With a caw he launched skyward, just in case, going back to flapping about some sixty feet up, shouting down now.

"THAT'S THE ANSWER TO WHY I'M FLYING." It--it can't fly, right? he thought, and then croaked and lifted a little higher. He was seriously considering just departing, while he still had feathers and, well, meat, and life and all that. Wait--had she called him plump-?

"DID YOU CALL ME FAT?!" Matchsticks demanded. -Was he fat? Was that even a bad thing? He wasn't sure, but he launched into another series of very loud caws anyway, as if to punish Ciala's ears where he couldn't actually attack her. Or go anywhere near her. He might have been an idiot, but he wasn't stupid. ...Or something along those lines.

Curiosity gripped him, though, as he considered everything the cat had said, and banking in another slow circle he shouted down again. "Why do you polish your claws-?" he asked, baffled; he just had to know.


A collection of brusquely gruesome thoughts had begun to surface among Ciara's relatively screwed-up mind as the pest carried on with his frenzied cawing. Intelligent he declared himself to be, but the alternative of the glossy serval's imagination insisted otherwise: his feathered cadaver dangling limply from her bloodied jaws, gouts of the red liquid spilling like a waterfall from the perfect puncture in his throat. Ah, mmm. Yes. Ciara flexed her claws mid-thought, tongue ravishing her jaws. What she had said about her hunger had not been a lie - her stomach seemingly whined every other passing second, the buds of her tongue wettening at the idea of munching into that bird whom flew only a mere few meters out of her reach. Gahhh, how Ciara wished she could sink her fangs into his...

But her daydreaming session was soon interrupted as this so-called "Matchsticks" continued on. A question about her claws? Oh, why she would have expected for the answer to appear quite obvious. But, eh, what could she expect with this dim-wit.

"I sharpen my claws simply as an act of survival, just as you fly idiotically away from predators. Simple as that, wouldn't you say?"


A pause, as the bird processed this, in his constant circling flight.

"POLISHING ISN'T THE SAME AS SHARPENING," was what he decided on yelling, at last. Had he known the extent of the serval's thoughts he'd have undoubtedly flown the coop for real, but as it was Matchsticks was already bored of circling. He started looking around for a place to depart to or a higher spot to land.

"SOOOO, YOU EAT MEAT?" It was a questioning tone; some of the Chosen he'd met did, some didn't. It seemed to stay the same before and after they were Chosen, too. "I EAT EVERYTHING," he then went on. "There's all KINDS of stuff in this place, I passed like four bodies on the way over here" (it had been one, and half a one at that, and old) "and there's fruit and all that and worms and fish and bugs in the grass-lands. Oh, and the Stone Forest is FULL of stuff," he added, cheerfully. "You been there, yet!?"

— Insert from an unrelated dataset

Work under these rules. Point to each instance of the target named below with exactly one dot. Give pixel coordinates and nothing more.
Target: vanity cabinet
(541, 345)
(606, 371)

Pfft. What a stupid bunch of questions: of course she ate meat - she was a legitimate serval for god's sake. What, did that stupid little idiot with wings expect for Ciara to eat grass or something? Because in all honesty the sleek-furred cat couldn't imagine herself being all that surprised if that did end up being his inference.

Oh, and to the casual remark of having found three dead carcasses... Yeah, Ciara highly doubted that. Pfft.

Stretching her jaws in a stifled yawn, Ciara allowed herself a devilish smirk. "I eat meat, yes," she answered rather obviously. "Now - just out of curiousity - where is this so-called 'Stone Forest' you speak of, eh?"